Language and Style of Sunetra Gupta’s Fictional Narratives
Keywords:stream of conciousness, haunting memories, second-person narration, literary language, intertextuality
My aim in this paper is to offer a critical discussion on certain linguistic and stylistic aspects in the fictional pieces by Sunetra Gupta, an important Bengali diaspora author based in Oxford. In her debut novel, ‘Memories of Rain’ as well as in her others, Gupta effortlessly intersperses prose with poetry; her writing is complex, fusing stream of sensuous poetic imagery with stream of consciousness. A powerful delivery of interior monologue, figurative language, and continuous time-shifts invites the novelist’s comparison with Virginia Woolf. Memory becomes a vital player in many of her novels, be it Memories of Rain, Moonlight into Marzipan or So Good in Black.
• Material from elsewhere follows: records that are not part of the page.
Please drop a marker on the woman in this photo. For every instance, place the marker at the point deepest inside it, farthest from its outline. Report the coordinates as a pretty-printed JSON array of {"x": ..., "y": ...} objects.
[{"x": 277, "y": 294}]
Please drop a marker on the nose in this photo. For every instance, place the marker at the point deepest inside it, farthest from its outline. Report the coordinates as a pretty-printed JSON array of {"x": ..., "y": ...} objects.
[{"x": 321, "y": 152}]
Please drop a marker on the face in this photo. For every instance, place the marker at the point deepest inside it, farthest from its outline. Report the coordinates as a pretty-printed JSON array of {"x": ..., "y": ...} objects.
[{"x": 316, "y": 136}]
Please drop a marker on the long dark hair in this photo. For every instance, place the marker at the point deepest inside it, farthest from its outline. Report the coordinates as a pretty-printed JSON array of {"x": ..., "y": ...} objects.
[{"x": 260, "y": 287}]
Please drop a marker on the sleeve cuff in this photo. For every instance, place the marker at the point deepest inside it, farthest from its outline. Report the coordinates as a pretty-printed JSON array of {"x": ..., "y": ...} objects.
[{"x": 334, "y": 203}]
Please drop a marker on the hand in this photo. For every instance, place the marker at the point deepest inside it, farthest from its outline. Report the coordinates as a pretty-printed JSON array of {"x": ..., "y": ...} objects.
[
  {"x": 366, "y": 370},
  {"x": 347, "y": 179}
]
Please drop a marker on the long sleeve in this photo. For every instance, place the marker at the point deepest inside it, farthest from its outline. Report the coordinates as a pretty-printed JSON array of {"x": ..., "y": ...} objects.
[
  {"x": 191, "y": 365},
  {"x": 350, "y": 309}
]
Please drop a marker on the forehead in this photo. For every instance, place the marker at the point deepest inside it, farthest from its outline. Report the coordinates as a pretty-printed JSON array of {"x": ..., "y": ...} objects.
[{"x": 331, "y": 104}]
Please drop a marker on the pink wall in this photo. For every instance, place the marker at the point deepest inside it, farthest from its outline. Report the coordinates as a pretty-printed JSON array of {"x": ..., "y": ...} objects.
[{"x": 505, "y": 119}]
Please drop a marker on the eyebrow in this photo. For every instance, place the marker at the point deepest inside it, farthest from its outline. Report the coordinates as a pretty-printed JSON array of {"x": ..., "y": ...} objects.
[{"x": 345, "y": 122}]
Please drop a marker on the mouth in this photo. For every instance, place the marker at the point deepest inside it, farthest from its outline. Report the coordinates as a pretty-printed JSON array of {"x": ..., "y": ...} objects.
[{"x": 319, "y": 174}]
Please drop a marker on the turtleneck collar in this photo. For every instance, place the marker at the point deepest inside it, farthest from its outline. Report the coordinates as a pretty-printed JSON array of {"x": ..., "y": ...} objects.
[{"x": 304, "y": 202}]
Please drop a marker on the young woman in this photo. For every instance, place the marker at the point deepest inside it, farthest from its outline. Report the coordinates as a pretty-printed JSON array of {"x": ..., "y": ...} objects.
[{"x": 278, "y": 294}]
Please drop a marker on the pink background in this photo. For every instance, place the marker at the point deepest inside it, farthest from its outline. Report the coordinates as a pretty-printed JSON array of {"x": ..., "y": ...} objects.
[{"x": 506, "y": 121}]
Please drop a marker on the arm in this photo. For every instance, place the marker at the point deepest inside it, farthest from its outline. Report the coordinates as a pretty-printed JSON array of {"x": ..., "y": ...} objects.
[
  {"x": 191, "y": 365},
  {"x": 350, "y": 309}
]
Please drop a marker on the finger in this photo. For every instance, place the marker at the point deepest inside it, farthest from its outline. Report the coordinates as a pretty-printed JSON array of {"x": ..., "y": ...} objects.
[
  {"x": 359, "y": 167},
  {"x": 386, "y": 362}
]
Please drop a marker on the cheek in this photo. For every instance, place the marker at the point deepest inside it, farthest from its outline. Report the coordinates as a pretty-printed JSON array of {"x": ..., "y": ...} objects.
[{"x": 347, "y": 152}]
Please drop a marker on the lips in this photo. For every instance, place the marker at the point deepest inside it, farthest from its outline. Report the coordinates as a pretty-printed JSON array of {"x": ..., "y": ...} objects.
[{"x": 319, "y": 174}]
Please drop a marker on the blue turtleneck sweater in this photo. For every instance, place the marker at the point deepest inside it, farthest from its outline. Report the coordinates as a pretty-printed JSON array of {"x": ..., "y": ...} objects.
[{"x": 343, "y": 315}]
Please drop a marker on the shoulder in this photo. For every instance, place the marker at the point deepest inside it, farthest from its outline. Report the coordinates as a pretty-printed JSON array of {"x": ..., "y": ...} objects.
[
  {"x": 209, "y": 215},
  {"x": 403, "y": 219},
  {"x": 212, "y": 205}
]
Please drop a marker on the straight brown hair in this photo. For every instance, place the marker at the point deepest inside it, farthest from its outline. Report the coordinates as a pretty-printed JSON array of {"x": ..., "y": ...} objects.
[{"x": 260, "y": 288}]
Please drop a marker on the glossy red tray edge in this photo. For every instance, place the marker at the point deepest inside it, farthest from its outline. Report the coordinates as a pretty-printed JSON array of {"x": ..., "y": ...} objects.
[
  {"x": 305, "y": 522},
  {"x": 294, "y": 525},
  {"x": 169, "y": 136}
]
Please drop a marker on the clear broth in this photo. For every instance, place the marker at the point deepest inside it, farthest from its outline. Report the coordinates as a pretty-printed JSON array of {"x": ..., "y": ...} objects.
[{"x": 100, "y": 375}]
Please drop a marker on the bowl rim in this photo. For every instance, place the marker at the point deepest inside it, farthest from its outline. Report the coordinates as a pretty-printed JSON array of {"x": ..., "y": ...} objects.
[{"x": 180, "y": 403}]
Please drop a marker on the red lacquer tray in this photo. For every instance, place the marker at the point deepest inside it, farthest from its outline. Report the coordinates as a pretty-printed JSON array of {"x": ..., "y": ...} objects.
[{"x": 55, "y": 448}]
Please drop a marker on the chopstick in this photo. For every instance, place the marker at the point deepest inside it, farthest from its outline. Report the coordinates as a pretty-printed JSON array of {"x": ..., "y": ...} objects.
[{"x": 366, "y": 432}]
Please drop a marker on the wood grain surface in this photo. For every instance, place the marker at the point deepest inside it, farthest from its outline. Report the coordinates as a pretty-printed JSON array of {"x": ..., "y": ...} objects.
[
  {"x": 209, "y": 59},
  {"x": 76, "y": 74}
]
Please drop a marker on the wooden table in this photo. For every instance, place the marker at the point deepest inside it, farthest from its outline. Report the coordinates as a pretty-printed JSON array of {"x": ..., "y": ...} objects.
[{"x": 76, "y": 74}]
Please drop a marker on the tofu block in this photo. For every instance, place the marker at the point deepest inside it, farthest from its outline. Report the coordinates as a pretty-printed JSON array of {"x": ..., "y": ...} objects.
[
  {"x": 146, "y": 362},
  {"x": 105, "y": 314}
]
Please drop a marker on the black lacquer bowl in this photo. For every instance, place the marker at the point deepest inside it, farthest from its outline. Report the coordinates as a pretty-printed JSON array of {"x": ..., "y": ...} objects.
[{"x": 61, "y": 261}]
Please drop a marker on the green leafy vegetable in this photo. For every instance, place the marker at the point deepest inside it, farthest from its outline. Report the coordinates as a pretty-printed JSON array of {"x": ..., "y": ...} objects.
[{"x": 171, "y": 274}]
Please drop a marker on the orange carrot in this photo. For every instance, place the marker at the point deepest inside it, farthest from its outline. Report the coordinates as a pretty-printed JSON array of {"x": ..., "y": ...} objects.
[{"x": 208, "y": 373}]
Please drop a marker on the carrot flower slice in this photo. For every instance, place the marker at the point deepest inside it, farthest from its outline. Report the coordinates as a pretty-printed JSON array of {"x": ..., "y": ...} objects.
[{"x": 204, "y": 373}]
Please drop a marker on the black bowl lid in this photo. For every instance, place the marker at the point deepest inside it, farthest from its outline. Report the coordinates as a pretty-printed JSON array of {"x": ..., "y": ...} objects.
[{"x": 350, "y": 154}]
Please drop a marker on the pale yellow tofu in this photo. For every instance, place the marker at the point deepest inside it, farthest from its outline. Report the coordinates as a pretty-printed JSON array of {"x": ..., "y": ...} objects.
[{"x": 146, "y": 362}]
Giving it the centre stage automatically leads her towards an experimental narrative technique, since memory – a highly subjective and elastic category blending fantasy with the past – keeps intervening in the linear flow of the plot. Interestingly, her stream-of-consciousness technique transforms language and punctuation marks from normative linguistic symbols into poignant emotional tools. By exploring the limits of ambiguity in language, as I argue here, Gupta has evolved a personal literary idiom in which prose is pushed into a territory formerly accessible only to poetry. The issue of intertextuality is also discussed, with special reference to Memories of Rain where the influence and interplay of diverse texts provide the novelists context and meaning, and shape its narrative and characters.